In most cases, the answer is yes; however, women who have had breast or nipple surgery may have reduced milk supply, especially in the case of breast reduction surgery. There are many ways to increase milk production, and you can also supplement with formula if needed. Even if you cannot meet all of your baby’s nutritional needs by breastfeeding, keep in mind that you are still doing wonderful things for you and your baby. Even a small amount of breast milk is hugely beneficial to your baby. In addition, breastfeeding is much more than providing food for your baby. Breastfeeding is also about the emotional bond and physical closeness that you and your baby share.

Should I put my baby on a schedule?

Schedules are for adults, not for babies. Babies follow their natural instincts for eating. It is much more important to be in tune with your baby than to watch a clock. Breastfed babies need to eat often – 12-18 times a day for a newborn. Babies sometimes need more frequent feedings, for example when they are in a growth spurt or fighting off a disease. Putting a baby on a schedule denies your baby of these important feedings and is likely to result in an irritable, hungry baby. You cannot spoil or overfeed a breastfed baby. Feed your baby on demand. He has the rest of his life for schedules.

Should I sleep with my baby?

Mothers have been sleeping snuggled up next to their babies for thousands of years all over the world. It is only recently, in Western culture that babies have been put in cribs to sleep alone. Sleeping with your baby, or co-sleeping, makes those nighttime feedings so much easier. Rather than waking to baby’s cries, trudging down the hall, getting baby out of the crib, nursing and the trying to go back to sleep yourself, you simply shift positions a bit and baby latches on. Some mothers fall back asleep while baby is still nursing. The end result is that both you and your baby get much more sleep. And, no, despite what people may tell you, your child will not sleep in your bed forever.
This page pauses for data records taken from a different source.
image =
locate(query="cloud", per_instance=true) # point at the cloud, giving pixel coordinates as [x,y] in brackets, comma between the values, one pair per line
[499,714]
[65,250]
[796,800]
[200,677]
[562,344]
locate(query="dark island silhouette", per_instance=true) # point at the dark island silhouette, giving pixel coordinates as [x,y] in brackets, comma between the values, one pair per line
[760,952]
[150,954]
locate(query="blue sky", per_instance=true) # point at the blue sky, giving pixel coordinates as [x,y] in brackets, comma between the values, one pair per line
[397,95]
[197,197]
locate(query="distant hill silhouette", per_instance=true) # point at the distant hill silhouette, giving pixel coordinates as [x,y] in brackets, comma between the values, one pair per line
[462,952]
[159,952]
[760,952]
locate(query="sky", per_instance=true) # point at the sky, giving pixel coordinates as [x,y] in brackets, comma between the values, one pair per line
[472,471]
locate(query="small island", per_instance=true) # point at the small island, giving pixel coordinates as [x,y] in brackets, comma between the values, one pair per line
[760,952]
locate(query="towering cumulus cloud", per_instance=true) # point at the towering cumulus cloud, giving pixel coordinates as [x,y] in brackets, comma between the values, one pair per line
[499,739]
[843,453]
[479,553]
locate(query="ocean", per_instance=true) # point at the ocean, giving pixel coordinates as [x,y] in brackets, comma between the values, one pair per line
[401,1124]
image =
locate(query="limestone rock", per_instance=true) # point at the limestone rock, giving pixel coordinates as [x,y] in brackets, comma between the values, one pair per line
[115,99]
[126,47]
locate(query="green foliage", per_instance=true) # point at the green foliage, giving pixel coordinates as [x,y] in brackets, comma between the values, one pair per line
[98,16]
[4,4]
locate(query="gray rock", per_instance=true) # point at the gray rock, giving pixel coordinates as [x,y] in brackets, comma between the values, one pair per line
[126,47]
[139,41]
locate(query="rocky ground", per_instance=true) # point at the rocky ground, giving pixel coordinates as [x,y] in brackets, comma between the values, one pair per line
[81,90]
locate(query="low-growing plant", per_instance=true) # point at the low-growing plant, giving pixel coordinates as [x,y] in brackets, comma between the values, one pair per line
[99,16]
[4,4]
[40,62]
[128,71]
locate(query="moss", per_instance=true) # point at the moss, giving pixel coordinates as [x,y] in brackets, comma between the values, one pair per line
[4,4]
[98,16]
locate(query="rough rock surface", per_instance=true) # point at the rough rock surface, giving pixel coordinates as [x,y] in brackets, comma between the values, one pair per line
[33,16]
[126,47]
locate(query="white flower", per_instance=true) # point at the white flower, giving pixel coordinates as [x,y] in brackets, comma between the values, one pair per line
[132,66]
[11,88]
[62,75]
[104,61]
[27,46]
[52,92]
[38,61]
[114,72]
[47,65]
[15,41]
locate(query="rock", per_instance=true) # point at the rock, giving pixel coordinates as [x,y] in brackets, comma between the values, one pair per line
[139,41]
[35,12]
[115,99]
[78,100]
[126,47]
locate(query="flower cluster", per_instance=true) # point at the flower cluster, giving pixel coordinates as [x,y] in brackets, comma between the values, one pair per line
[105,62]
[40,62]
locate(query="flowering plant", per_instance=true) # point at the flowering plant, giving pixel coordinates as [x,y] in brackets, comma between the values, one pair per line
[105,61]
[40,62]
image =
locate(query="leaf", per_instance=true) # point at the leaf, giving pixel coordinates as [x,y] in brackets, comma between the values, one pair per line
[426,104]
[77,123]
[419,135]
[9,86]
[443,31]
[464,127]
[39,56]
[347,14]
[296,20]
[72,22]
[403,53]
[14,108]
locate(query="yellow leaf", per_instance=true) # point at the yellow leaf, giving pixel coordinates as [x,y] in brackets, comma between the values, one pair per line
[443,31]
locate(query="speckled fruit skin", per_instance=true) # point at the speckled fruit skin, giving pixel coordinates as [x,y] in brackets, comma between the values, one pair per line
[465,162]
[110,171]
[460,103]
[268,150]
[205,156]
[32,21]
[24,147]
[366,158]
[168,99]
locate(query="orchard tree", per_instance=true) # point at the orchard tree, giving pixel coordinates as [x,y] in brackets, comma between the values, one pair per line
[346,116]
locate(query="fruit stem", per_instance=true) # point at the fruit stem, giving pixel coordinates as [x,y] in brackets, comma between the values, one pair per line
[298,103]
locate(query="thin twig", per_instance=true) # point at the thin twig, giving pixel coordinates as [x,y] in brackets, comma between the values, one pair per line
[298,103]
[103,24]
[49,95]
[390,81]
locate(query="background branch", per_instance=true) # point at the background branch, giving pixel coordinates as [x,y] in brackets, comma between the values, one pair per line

Eventually, children do sleep in their own beds.

If you are not comfortable having baby sleep your bed, consider the sidecar arrangement with the crib edged up against the side of your bed and the railing on the bed side taken down. Just having your baby’s crib in your room will make things easier, even if you are not co-sleeping.

You should not sleep with your baby if you smoke, are taking mood altering drugs or drugs that make you drowsy, or if you are intoxicated. Make sure bedding is tight and that baby’s head is not near extra blankets or pillows.